An R markdown file is created automatically when an R script is created within the Programs/Markdown directory. This .Rmd file is executed when the R script is executed and rendered as a side-effect of the finalize_dependency() function. The rendered markdown resides within the Results directory corresponding to the R script. Additional R markdown files can be created using the create_markdown function and rendered within the Results directory with the Render_Rmd function. Executing the R script will render these markdown files.

Managing R packages

Package management is needed for reproducibility. R packages needed for each R script can be installed in the usual manner if using the default R library. However, the adapr facilitates installation, loading, and tracking of packages. For project that use a project-specific library, the Library() function combines the install.packages function with the library fuction. Library("ggplot2","cran") will install the package ggplot2 from the cran archive into the project specific library (if necessary) and then load the pacakge for use. The package versions are recorded within the program results directories using the session_info() function from the devtools package.

If the project is imported by another user, the data regarding the packages needed will be used by the installLibrary function to install all neede R packages. Alternatively, the needed R packages will be installed and loaded by the Library function if it is used throughout the project.

Summarizing and visualizing projects

All programs and results are summarized within a single HTML document with descriptions, dependency information, and links to programs and results. This information can be obtained within the Report tab of the app. After clicking the “Report” button, the HTML project summary is written to the Results/Tree_controller.R/ directory. The Report tab also is capable of launching project R Shiny apps that access project data or Results. The Report tab can also check the file provenance within projects. See Figure 3. The function create_program_graph(project.id) will generate a graph of the project with R scripts and their dependencies.

Figure 1. Run report tab. 1. The Create Report button will create an html report listing all R script input/outputs. 2. RunApp selects and launches App within the project App directory. 3. The Identify file button initiates a file select dialogue and the version control history based upon the file hash is given.

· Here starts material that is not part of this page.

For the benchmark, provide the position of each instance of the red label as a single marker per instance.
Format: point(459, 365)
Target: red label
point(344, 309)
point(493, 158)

Synchronizing and version control

Two critical parts of accountability and reproducibility are addressed within adapr and the Synchronize tab of the app. First, the app can check the synchronicity of the project, and the function synctestProject("project.id") reports the synchronization status of the project. That is, if the file modification times or the file hash (data fingerprint) of the input, output, or script file changed from the corresponding modification times or hash within the dependency file, then the project is out of sync or not synchronized. The functions and the app detect lack of synchrony and can execute the corresponding R scripts that are needed to achieve synchrony. The function syncProject("project.id") will run all scripts needed for synchronizing. See Figure 4. Next, adapr uses the git version control system, which can be operated within the Synchonize tab. While adapr uses calls to the gitr package, Git must be installed for the Git search features to work. There are platform independent and free Git clients available for download (https://git-scm.com/downloads/guis). The commit button within the app takes a project snapshot of all R scripts and adds the synchronization status (synchronized or not) to the commit message. Likewise, commitProject("myProject",commitMessage) will perform a git commit from the R console. Because the file names and file hashes are stored within the version control system any data or result file can be matched within the version control history to determine its provenance.

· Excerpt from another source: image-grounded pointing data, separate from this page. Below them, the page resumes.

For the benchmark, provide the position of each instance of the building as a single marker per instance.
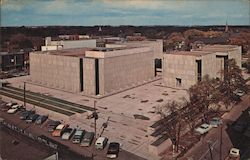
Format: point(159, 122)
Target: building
point(98, 71)
point(182, 69)
point(63, 42)
point(156, 45)
point(12, 61)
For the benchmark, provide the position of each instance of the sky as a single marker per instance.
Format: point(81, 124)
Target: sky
point(124, 12)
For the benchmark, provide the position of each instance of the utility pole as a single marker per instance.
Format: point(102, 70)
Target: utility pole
point(221, 142)
point(24, 94)
point(95, 115)
point(210, 150)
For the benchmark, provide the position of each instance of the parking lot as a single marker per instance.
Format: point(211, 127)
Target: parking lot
point(117, 110)
point(42, 130)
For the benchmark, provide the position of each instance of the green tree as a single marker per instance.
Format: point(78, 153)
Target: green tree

It is important to note that adapr automatically creates a project specific repository and adds all R script files into the project's Git repository, but it does not automatically use formal version control for data or results files because these files may be too large for the version control system to efficiently track the changes. However, the file hash is computed and stored within the Dependency directory for all files that are read or written within the project so that all relevant files and their provenances can be identified if a commit was made when the file was read/written. File histories can be identified within the Run Report tab that executes a file hash search and returns the Git commit associated with the file including the date, author, and file description. The project can be committed (a snanpshot taken) with the commitProject(project.id,message) command. The Git history of a file is also obtained with the gitProvenance(project.id, filepath) function which requires Git to be installed.

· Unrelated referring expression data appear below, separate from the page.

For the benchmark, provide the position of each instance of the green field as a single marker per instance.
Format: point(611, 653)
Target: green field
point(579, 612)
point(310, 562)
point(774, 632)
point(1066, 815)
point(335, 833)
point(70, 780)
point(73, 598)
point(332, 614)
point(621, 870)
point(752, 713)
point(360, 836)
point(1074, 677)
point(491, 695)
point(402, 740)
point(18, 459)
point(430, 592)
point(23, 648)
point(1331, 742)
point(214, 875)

There is an interactive project map feature within the synchronize tab. The "Examine Program Graph" button displays the DAG of all the project's R scripts colored by there synchronization status. These scripts can be executed by clicking on the colored point, and their file I/O can be examined by selecting or "brushing" over the colored point. This reveals the file I/O graphic in an adjacent panel. These files are labeled by their descriptions and can be opened by clicking on the file or their file directories may be browsed by selecting or "brushing" over the colored file labels. A limitation is that very large DAGs or very large input/output lists for an R script can overwhelm the visual space of these graphics. This will be addressed in future versions of the app.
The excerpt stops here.